Some words cannot be decoded using phonics skills and we refer to these words as rule breakers. They need to be memorized. I added the Word Jail this week, so that the children have a quick resource when they are writing. These are our “no excuse” words and they should be spelled correctly on our papers! I will add the sight words from this week’s spelling list after our test.
The setting is where and when a story occurs. We are learning to identify various settings in a story and how they impact the characters and the action. Harold and the Purple Crayon illustrates these concepts perfectly. After we watched the movie, we made our own settings with a purple crayon. Click here to watch the movie.
My goal is to teach your children literacy skills that they will use through their lifetime. I have become a fan of The Literacy Cafe written by sisters who teach in Washington State. I have instituted a CAFE menu in our classroom. CAFE is a synonym for restaurant. When you go to a restaurant, you use a menu to make your food choices. We use our CAFE menu to choose strategies to help us become independent readers. Each letter of the Menu stands for a component of reading- Comprehension, Accuracy, Fluency, and Expand Vocabulary. I add strategies as we learn them and refer to these strategies when I read aloud, work with small groups, and confer with individual students.
I will teach phonics skills and word patterns (chunks) to the children this year. Some children learn to read by identifying words automatically by sight and have good visual memory skills. These are often our early readers. As they grow older, these same children may run into difficulty when they run across multisyllabic words if they have not learned decoding skills. Although there are exceptions, most of the English words follow patterns. (Our language does contain foreign words that don’t always follow the “rules”.) Words that can’t be decoded are referred to as sight words or rule breakers. Our spelling words follow the patterns we are learning. Children will use these same skills when they encode or write.
I want to give you the rules and patterns on which we are currently focusing or will be shortly. Many of you went to school when phonics wasn’t emphasized, so you may be learning along with your children! 🙂
- The vowels are a, e, i, o, and u. They all have a short sound and a long sound. Y is a vowel if it makes an “e” (happy) or an “i ” (my) sound.
- All words contain a vowel. Some words are just a vowel – a and I.
- Every syllable contains a vowel. A vowel team (ie, ee, ea) counts as one vowel and a silent e does not count as a vowel.
CVC (Consonant Vowel Consonant) Words
- CVC words have a short vowel. Tap, sip, and cup are examples.
- Two CVC syllables can be combined to form a new word, such as basket, happen, and tablet.
- Doubling Rule: Double the last consonant when you add “ing” or “ed” to a CVC word- tapping or tapped.
CVCe (Silent e)
- When “e” is at the end of a CVC word, the vowel changes from short to long.
- A syllable at the end of a word with more than one syllable, may follow this pattern too. Examples are behave, hurricane, and rescue.
- Dropping Rule: When adding “ing” or “ed” to the end of a silent e word, drop the “e” before you add “ing” or “ed”. (baking or baked)

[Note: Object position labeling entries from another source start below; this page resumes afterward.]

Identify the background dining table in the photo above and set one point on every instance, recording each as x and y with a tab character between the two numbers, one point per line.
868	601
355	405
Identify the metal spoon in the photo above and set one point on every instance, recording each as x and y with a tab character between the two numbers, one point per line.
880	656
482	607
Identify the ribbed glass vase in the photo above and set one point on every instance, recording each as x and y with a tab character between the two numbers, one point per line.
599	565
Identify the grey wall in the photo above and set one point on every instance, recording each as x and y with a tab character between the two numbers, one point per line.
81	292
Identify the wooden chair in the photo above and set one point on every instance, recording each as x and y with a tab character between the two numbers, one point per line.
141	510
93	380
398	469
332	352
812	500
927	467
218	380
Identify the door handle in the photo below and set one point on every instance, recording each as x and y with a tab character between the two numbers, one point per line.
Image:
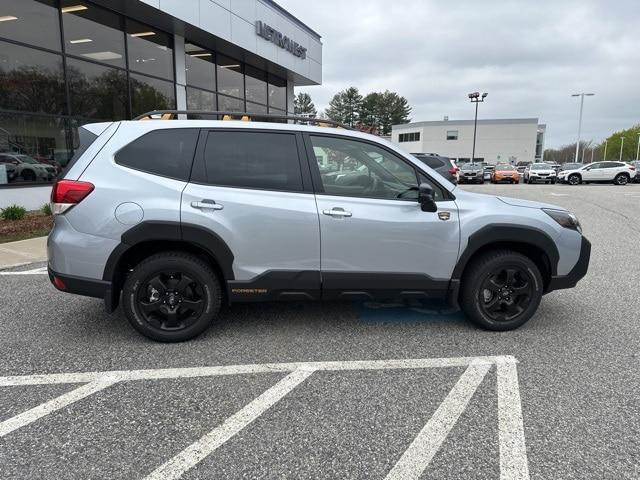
207	205
337	212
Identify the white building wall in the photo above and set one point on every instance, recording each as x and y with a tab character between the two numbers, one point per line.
234	21
496	141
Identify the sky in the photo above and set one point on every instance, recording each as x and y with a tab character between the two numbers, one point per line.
528	55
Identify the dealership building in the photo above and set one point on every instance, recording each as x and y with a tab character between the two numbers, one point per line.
510	140
64	63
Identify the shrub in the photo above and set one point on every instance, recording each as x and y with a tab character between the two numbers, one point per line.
13	212
46	209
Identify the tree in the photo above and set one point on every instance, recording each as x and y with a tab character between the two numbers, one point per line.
302	105
345	107
629	147
383	110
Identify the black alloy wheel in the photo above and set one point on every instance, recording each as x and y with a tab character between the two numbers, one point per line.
506	292
501	290
171	300
172	296
574	179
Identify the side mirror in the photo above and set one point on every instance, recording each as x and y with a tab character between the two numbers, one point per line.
425	198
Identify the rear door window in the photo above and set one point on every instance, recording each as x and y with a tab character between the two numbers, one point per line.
244	159
167	152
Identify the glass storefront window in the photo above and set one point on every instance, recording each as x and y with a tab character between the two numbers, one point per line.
256	85
200	99
230	104
96	91
30	21
31	80
33	148
230	78
150	50
277	92
256	108
93	33
151	94
200	66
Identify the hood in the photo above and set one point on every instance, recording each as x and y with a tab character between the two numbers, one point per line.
516	202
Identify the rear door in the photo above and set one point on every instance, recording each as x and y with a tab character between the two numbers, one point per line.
374	236
249	189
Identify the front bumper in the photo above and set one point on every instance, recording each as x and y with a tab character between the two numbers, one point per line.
577	272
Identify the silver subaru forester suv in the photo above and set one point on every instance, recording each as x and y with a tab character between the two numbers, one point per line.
173	218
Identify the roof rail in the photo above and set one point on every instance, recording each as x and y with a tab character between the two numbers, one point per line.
243	116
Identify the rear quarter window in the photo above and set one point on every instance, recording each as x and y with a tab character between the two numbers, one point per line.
167	153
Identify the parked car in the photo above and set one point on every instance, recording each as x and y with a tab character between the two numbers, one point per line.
636	165
178	217
539	172
505	172
522	166
556	166
488	169
472	173
443	165
618	173
10	168
570	166
27	168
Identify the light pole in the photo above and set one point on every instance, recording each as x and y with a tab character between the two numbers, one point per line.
581	95
476	98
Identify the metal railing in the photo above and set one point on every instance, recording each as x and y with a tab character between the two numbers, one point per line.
241	116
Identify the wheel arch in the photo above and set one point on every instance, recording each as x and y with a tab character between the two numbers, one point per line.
149	238
529	241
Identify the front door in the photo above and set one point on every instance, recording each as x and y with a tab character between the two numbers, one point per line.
247	188
375	239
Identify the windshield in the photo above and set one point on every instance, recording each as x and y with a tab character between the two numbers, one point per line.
26	159
540	166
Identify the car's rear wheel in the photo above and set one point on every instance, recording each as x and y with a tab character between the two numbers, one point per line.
501	290
621	179
172	296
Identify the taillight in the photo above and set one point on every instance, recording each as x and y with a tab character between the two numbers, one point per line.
67	193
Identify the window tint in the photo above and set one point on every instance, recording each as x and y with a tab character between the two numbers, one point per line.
253	160
167	152
352	168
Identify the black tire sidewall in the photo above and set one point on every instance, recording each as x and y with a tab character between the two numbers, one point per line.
180	263
473	281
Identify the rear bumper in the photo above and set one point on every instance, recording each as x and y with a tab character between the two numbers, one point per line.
577	272
87	287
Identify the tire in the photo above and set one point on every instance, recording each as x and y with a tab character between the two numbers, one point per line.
621	179
482	275
28	176
166	282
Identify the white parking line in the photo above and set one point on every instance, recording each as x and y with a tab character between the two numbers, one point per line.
513	455
198	451
417	457
25	418
35	271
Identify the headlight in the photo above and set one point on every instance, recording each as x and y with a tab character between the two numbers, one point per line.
564	218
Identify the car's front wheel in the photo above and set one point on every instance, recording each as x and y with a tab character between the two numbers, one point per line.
172	296
501	290
621	179
574	179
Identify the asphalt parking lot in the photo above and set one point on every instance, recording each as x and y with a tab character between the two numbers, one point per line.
336	390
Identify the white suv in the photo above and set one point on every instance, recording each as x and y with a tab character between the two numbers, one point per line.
619	173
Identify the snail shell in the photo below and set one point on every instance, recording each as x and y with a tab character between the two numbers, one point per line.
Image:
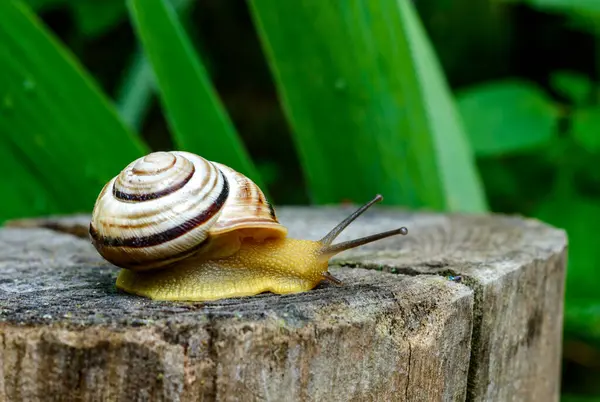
166	206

- Words don’t end with a “v”. If you hear a “v” at the end of a word, add an “e”. Examples of this rule are olive, carve, stove, give, have, love, and Maeve.
I write upcoming events on the calendar and the children refer to it often. They write the numbers on the calendar each day. This month we are using cardinal (counting) numbers, but we will use ordinal numbers in September. In future months, watch for number words and Roman numerals. I ask questions about the calendar. For example, what are the dates of the Fridays in August? If today is the 3rd, what date will it be in two weeks? If August ends on a Friday, on which day of the week will September begin?
This month our weather chart is a tally chart. In upcoming months, watch for a pictograph, bar graph, and circle graph.
We add a penny each day and then make trades for nickles, dimes, and quarters. When we reach the 100th day, we will have a dollar.
We are also learning to write the word and expanded forms of each number and to determine if a number is odd or even. We will begin rounding to the nearest ten in September.
Each day four children write an equation that equals the date. Our mental math sills are growing stronger and we are recognizing number patterns. We work on skip counting, multiplication and division too.
It is amazing how many skills we cover in just a few minutes!